Chris Taylor’s no-frills company is the antidote to Hollywood excess and the die-hard film world image of red carpets, stretch limos and fantastic pay cheques.
That’s not to say Superkrush Films hasn’t enjoyed its moments in the spotlight. Chris picked up a Royal Television Society (RTS) award earlier this year for a short film called Shank – and feature films are certainly on the agenda.
(Life Is Swede, a comedy about an attempt to break the world turnip-throwing record, co-produced by Ipso Facto and Moxiemakers, may yet win Chris an Oscar for best director, even though its title appears to be barking up the wrong vegetable.)
But if you press the buzzer beside the blue door and climb the stairs, you will find yourself at the heart of a mini-media empire where film is seen an all-embracing medium just as able to accommodate a group of disaffected teenagers as a Tom Cruise or a Julia Roberts.
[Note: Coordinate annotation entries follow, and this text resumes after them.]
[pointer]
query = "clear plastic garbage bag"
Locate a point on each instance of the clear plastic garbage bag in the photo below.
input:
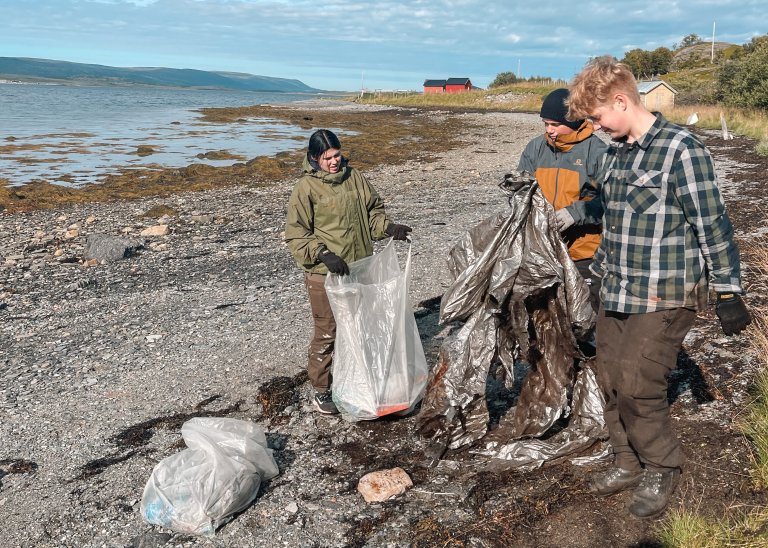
(379, 366)
(200, 488)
Superkrush is a company that reflects its founder’s background and ambitions.
“It was born out of a need to express myself creatively and leap forward in the industry,” explains Chris, who does not sport a Ridley Scott cigar.
“I’d already done an apprenticeship as an electrician and I didn’t want to have to serve my time again in the media industry.” Instead he did a course at Newcastle College, worked as a freelance for a while ... “and then I thought, let’s start a business and see where it goes.
“We started out doing corporate TV work, but we found we got more and more involved in community film-making. We started working with people affected by disability and that work grew into a separate entity, Engage.”